In decomposing a monolithic web application into smaller services and by following the Strangler Fig pattern, I'm in the middle of a problem for which I can't find a practical solution. There is a web app written in PHP and I'm taking steps to:
Move highly cohesive code into its own service (more precisely a docker container later and for now I wouldn't want to refactor a lot or rewrite significant parts of the application, which is huge).
Move business logic from controllers and other places to a service / repository layer under a known namespace (this is a clean up step)
Modify all old code to invoke new code (it will be like
$this->newService->method(...$args)
)Then bring up a docker container in the same network which handles the requests from step
3
. (those$this->newService->...
calls will be remote calls but the code is not remote. I just added an extra network call here.)

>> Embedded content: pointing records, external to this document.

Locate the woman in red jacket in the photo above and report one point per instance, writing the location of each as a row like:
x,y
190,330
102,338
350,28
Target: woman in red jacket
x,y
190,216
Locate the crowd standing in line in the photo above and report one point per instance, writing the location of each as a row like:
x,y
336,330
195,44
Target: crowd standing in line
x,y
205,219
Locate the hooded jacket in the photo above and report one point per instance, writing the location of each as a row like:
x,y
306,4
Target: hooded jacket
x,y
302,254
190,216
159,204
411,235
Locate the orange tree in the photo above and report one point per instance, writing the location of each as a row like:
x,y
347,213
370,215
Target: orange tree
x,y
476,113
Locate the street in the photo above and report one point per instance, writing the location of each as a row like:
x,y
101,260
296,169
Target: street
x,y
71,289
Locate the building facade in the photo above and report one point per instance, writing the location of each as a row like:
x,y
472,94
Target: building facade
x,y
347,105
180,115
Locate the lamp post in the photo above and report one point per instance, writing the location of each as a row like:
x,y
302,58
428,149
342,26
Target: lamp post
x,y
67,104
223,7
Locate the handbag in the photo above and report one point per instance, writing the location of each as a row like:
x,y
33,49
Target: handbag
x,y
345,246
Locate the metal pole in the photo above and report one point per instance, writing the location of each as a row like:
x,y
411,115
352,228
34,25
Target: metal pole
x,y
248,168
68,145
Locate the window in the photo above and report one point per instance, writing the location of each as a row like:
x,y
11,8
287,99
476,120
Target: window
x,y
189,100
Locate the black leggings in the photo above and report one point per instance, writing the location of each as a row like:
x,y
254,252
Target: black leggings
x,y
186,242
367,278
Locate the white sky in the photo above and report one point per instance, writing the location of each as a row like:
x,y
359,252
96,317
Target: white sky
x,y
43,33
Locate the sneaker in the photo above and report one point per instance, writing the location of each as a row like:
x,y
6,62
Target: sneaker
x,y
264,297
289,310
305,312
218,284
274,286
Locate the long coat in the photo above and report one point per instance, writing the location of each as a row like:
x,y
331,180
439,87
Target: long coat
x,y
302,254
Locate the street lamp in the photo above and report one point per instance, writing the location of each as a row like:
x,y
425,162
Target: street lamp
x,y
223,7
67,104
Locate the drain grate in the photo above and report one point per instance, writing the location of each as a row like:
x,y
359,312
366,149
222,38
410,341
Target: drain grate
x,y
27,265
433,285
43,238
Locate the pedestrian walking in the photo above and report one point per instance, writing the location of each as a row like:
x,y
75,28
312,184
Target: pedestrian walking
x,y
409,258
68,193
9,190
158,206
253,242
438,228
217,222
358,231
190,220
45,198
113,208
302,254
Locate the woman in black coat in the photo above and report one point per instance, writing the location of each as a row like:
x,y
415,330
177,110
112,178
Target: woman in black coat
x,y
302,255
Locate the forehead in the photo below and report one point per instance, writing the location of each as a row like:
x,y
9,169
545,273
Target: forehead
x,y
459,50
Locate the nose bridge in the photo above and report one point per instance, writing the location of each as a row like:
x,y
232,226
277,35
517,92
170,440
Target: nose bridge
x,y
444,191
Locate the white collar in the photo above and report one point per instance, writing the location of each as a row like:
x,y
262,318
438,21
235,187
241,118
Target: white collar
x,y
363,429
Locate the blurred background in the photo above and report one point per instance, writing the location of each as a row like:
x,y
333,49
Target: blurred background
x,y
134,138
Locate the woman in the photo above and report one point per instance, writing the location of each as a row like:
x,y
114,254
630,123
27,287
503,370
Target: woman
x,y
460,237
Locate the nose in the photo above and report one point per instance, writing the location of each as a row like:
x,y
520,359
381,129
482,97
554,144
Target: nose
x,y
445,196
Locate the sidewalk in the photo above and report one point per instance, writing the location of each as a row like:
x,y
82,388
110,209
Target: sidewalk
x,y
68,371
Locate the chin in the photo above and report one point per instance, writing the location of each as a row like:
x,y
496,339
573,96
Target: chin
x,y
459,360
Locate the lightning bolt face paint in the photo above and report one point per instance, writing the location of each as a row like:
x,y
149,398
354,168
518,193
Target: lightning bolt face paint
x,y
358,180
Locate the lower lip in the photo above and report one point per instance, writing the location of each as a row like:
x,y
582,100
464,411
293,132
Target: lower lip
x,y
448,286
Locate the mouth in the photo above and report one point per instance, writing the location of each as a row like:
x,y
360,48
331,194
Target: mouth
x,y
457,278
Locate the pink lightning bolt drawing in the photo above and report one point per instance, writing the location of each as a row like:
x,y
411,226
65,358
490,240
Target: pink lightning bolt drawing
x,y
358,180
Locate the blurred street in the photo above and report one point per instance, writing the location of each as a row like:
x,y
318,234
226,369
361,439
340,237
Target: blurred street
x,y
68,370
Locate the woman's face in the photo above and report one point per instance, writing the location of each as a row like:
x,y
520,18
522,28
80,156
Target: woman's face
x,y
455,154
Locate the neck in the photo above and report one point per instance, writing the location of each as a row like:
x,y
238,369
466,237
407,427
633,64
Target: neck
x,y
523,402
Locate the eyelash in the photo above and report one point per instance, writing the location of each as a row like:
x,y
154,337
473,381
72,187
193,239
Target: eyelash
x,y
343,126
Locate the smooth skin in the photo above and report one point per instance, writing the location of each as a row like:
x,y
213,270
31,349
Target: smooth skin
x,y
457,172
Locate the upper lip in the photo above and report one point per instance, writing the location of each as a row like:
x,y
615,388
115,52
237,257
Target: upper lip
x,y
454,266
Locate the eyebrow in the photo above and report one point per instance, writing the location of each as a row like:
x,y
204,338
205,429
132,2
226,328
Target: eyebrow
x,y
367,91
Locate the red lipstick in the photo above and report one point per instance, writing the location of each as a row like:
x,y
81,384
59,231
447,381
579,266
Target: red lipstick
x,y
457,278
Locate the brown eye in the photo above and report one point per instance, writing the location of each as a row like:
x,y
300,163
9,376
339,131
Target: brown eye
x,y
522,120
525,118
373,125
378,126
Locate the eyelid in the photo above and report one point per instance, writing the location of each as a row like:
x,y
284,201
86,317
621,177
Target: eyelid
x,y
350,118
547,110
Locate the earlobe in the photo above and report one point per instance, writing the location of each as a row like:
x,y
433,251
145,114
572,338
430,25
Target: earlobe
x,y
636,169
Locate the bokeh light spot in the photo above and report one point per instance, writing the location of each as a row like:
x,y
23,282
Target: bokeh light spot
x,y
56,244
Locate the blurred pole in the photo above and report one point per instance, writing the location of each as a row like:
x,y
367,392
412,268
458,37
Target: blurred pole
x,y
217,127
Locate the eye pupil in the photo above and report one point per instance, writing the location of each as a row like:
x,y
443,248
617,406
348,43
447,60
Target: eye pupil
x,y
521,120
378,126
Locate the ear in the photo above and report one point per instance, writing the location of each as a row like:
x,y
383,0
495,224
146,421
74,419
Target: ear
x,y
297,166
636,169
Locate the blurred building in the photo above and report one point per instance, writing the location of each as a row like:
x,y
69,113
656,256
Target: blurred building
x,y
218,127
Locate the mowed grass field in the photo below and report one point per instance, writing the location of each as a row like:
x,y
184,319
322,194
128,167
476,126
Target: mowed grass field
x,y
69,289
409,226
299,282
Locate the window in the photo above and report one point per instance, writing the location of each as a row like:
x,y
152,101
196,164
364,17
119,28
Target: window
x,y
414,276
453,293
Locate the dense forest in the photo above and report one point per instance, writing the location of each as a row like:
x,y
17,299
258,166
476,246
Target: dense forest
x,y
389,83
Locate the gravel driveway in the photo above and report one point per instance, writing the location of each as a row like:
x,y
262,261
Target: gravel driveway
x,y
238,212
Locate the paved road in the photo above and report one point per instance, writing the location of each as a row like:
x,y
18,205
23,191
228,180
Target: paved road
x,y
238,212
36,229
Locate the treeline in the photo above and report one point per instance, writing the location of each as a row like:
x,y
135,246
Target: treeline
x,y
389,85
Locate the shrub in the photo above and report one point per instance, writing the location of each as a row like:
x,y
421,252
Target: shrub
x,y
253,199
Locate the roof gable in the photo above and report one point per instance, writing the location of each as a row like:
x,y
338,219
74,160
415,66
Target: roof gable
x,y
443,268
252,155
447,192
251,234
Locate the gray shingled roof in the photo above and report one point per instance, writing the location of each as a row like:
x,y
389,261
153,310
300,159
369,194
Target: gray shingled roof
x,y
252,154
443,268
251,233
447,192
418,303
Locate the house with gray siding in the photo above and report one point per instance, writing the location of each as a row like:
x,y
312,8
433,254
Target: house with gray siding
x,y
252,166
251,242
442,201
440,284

Now the problem I'm facing is that I see different code that changes the model state (by model I mean M as in MVC) and then passes it to some other methods, they make their own changes on the model-object and then the changes are finally committed and written to the database.
But since I'm delegating all jobs to the new service, it would be like this:
$this->newService->methodA(123); // this selects a record from a MySQL table, performs some work and commits those changes
$this->newService->methodB(123); // this does the same thing
So with this new service I will have two selects and two updates, but in the monolithic application, there is no such repetition:
$model = Model::getByID(123);
// these are local calls
$this->serviceOne->methodA($model);
$this->serviceTwo->methodB($model);
$model->save();
My question is, what should be done in this case to prevent multiple database reads and writes? I am considering building a caching layer in order to persist model state and in that way avoid multiple individual reads and writes to the database and then later all at once commit all accumulated model changes to the database, but I can't figure if that is the right solution or not. I'm literally lost.